During the time of this thread, I learned that @GautamSood-NOAA and @sudhirshrestha-noaa will also be doing some rechunking, they want to solicit feedback from SMEs on what variables in addition to streamflow, qSfcLatRunoff, and qBucket might be useful. I suggested the forcing data as well as the lake variables as they all maybe relevant for FIM eventually. They are eager for people's opinions to feel free to communicate your needs to them.

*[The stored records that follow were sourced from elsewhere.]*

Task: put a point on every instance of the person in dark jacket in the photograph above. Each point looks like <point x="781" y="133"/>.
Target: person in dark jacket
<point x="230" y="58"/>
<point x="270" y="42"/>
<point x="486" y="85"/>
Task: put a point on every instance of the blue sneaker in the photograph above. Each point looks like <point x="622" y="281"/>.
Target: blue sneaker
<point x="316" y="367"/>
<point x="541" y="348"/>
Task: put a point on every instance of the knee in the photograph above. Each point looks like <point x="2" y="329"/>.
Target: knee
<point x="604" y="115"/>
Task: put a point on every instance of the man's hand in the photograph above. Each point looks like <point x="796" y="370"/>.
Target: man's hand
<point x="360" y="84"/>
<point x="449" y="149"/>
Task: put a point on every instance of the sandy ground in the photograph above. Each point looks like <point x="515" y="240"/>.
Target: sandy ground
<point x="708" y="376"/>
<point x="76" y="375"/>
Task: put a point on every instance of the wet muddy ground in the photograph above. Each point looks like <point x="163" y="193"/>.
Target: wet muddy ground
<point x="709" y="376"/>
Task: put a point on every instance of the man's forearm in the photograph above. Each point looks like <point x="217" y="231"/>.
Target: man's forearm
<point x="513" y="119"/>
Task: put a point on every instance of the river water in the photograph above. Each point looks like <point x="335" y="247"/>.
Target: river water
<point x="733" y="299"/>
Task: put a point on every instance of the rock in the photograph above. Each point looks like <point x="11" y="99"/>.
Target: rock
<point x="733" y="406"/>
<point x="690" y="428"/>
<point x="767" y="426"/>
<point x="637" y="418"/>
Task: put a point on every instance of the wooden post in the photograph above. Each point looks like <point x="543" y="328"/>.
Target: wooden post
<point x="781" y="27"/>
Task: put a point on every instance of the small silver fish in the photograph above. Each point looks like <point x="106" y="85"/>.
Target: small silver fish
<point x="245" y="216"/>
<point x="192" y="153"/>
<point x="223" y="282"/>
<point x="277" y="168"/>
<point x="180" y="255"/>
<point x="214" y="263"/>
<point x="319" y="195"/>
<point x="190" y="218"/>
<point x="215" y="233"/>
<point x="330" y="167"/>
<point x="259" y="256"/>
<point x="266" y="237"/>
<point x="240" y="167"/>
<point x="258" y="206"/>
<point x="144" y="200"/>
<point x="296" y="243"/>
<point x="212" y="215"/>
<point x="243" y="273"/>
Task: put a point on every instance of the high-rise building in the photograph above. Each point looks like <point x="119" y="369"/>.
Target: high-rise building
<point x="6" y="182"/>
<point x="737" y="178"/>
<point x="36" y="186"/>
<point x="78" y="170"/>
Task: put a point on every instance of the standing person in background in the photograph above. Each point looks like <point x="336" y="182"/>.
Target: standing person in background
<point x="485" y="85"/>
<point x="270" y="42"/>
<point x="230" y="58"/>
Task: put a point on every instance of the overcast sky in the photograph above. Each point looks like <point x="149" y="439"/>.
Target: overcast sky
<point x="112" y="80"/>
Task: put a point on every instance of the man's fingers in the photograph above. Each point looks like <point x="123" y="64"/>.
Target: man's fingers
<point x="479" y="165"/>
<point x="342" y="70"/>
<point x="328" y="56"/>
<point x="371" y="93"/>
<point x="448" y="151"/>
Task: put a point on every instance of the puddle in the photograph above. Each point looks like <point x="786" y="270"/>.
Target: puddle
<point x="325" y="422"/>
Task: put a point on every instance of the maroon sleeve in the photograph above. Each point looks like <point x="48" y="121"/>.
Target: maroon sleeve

I'm also curious if sharding could be helpful here? I believe this capability allows for a sort of nested chunking scheme and has been released as https://github.com/zarr-developers/zarr-python/pull/1111#event-8421675745. Could be something to investigate?

Lastly, sharding seems like a partial chunk read? It's hard to tell because some of their links appear down. If so I'm sure this would add value if we have large chunks with specific queries.

samlamont commented 11 months ago

Hi @fernando-aristizabal thanks for the feedback. On the single json vs. aggregated approach for NWM forecasts, we noticed a much smoother Dask task stream when using the single file jsons as opposed to aggregating with MultiZarrToZarr. The overall performance/run time was about the same however so I'm not sure I can say there was a huge advantage. I did notice that when concatentating forecasts, MultiZarrToZarr will append nan values to the individual forecasts in order to build a contiguous array over the requested time period. Again, not sure what the overall impact of this behavior is (if any), so I might be over-complicating things here, and should apologize if I'm taking this thread down a technical rabbit hole! 😃

Thanks for the additional clarification, I'm happy to contribute to this effort in any way. I'll post back here if I learn of any benefits to sharding.